出典:あマ指 第1回(1993) 問題34
問題
腕神経叢の枝で上腕骨の後方を回る神経はどれか。
選択肢
1 筋皮神経
2 正中神経
3 尺骨神経
4 橈骨神経
解答
正解4(橈骨神経)
解説
✗ 1. 誤り
筋皮神経
筋皮神経は腕神経叢の外側束から起こり、烏口腕筋を貫いて上腕屈筋群(上腕二頭筋・烏口腕筋・上腕筋)の間を遠位に下行する。上腕骨の前面から外側にかけて走行し、上腕骨後方を回ることはない。前腕では外側前腕皮神経として皮膚感覚を担う。
✗ 2. 誤り
正中神経
正中神経は外側束と内側束から合流して形成され、上腕では上腕動脈に伴走して内側上腕二頭筋溝の深部を肘窩まで下行する。上腕骨前内側を通り、後方には回らない。前腕屈筋群の大部分と母指球筋を支配する重要な神経である。
✗ 3. 誤り
尺骨神経
尺骨神経は内側束から起こり、上腕では内側上腕二頭筋溝の中央付近から下行して、肘関節後方の上腕骨内側上顆の後ろにある尺骨神経溝を通る。上腕骨後面ではなく内側を回るため、後方を回るとは言わない。打撲で痺れる「ファニーボーン」の部位として有名。
✓ 4. 正しい
橈骨神経
橈骨神経は腕神経叢の後束から起こり、腋窩動脈の後方から上腕に下行し、上腕骨体後面の橈骨神経溝(らせん溝)に沿って外側へと巻き付くように走行する。上腕骨を後方から外側へ回る走行が特徴で、この溝の部位で上腕骨骨幹部骨折により損傷されると下垂手を生じる。上腕三頭筋と前腕伸筋群を支配する。
ポイント
  • 橈骨神経は後束から起こり、上腕骨体後面の橈骨神経溝(らせん溝)に沿って後方から外側へと巻き付くように下行する。
  • 覚え方のコツ: 「橈骨神経=後ろから巻き付くらせん溝」と図のイメージで記憶。腕神経叢4本では「筋皮=前面、正中=内側深部、尺骨=内側上顆後ろ、橈骨=後面」と上腕での位置を方位で対比する。
  • 関連知識: 後束は橈骨神経・腋窩神経の起源。腋窩神経は外科頸を内側→後面に回り三角筋・小円筋を支配し、橈骨神経は橈骨神経溝を通って前腕伸筋群を支配する。
  • よくある間違い: 尺骨神経が「上腕骨内側上顆の後ろ」を通ることと、橈骨神経の上腕骨後面走行を混同しやすい。「内側上顆の後ろ」は肘関節レベルの局所所見であり、上腕骨後面のらせん状走行とは異なる。
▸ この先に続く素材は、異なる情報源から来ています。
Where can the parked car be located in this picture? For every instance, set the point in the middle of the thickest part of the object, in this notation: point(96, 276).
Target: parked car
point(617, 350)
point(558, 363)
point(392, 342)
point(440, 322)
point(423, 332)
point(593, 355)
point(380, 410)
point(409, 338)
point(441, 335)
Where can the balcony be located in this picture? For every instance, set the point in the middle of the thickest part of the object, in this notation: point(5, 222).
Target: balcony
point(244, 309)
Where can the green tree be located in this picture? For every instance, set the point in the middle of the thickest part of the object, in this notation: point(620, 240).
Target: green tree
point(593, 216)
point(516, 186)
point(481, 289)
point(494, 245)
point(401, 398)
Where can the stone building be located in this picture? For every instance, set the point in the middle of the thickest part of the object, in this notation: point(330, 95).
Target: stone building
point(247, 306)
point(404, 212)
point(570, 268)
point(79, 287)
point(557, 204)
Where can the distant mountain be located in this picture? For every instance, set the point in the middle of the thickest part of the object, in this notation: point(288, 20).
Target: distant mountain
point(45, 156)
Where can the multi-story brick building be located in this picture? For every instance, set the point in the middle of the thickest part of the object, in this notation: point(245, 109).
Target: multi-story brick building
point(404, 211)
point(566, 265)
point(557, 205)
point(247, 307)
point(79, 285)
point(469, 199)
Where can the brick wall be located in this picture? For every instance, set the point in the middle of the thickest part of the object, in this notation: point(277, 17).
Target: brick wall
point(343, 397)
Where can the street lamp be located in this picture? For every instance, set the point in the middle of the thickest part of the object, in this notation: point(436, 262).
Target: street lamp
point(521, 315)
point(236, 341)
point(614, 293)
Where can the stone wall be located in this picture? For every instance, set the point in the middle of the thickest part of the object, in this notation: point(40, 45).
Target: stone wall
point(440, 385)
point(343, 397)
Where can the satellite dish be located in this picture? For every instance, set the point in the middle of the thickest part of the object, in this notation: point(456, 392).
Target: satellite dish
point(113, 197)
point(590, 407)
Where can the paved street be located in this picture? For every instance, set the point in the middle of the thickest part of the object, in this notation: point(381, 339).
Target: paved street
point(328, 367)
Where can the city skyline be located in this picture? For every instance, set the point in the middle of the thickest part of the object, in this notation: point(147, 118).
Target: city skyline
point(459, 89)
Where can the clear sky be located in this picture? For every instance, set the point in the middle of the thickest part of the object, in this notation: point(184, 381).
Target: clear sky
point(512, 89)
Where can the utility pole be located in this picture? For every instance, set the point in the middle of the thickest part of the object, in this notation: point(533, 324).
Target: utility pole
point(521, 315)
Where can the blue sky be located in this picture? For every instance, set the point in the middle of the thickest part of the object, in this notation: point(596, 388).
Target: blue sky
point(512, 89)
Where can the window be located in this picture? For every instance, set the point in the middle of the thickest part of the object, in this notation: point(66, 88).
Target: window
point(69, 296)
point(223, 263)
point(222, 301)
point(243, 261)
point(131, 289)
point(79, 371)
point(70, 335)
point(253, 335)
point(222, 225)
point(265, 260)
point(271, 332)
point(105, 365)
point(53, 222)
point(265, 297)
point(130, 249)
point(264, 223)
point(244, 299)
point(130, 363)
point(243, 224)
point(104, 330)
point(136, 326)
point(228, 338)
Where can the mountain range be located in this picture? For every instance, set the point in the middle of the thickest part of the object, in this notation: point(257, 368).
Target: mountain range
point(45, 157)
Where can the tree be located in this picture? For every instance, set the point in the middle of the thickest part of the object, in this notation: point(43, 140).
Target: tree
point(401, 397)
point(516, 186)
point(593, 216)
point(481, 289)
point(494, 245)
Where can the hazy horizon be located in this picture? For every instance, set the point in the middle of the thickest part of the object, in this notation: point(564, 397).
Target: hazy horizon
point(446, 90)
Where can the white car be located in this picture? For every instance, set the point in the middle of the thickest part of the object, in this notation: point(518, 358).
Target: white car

  • 臨床応用: 上腕骨骨幹部骨折(特に中央〜遠位3分の1)では橈骨神経溝を通る橈骨神経が損傷されやすく、手関節背屈不能による下垂手・母指外転障害・第1〜2指間背側の感覚障害をきたす。
比較表
末梢神経 起こる神経束 上腕での走行位置 主な支配筋
筋皮神経 外側束 上腕前面(屈筋群間) 上腕二頭筋・烏口腕筋・上腕筋
正中神経 外側束+内側束 内側上腕二頭筋溝(上腕動脈と伴走) 前腕屈筋大部分・母指球筋
尺骨神経 内側束 上腕内側→内側上顆後方 手内筋大部分・小指球筋
橈骨神経 後束 上腕骨後面の橈骨神経溝 上腕三頭筋・前腕伸筋群
腋窩神経 後束 上腕骨外科頸後面 三角筋・小円筋
解説画像
あマ指 第1回(1993) 問題34|腕神経叢の枝で上腕骨の後方を回る神経はどれか。 解説図
あマ指 第1回(1993) 問題34|腕神経叢の枝で上腕骨の後方を回る神経はどれか。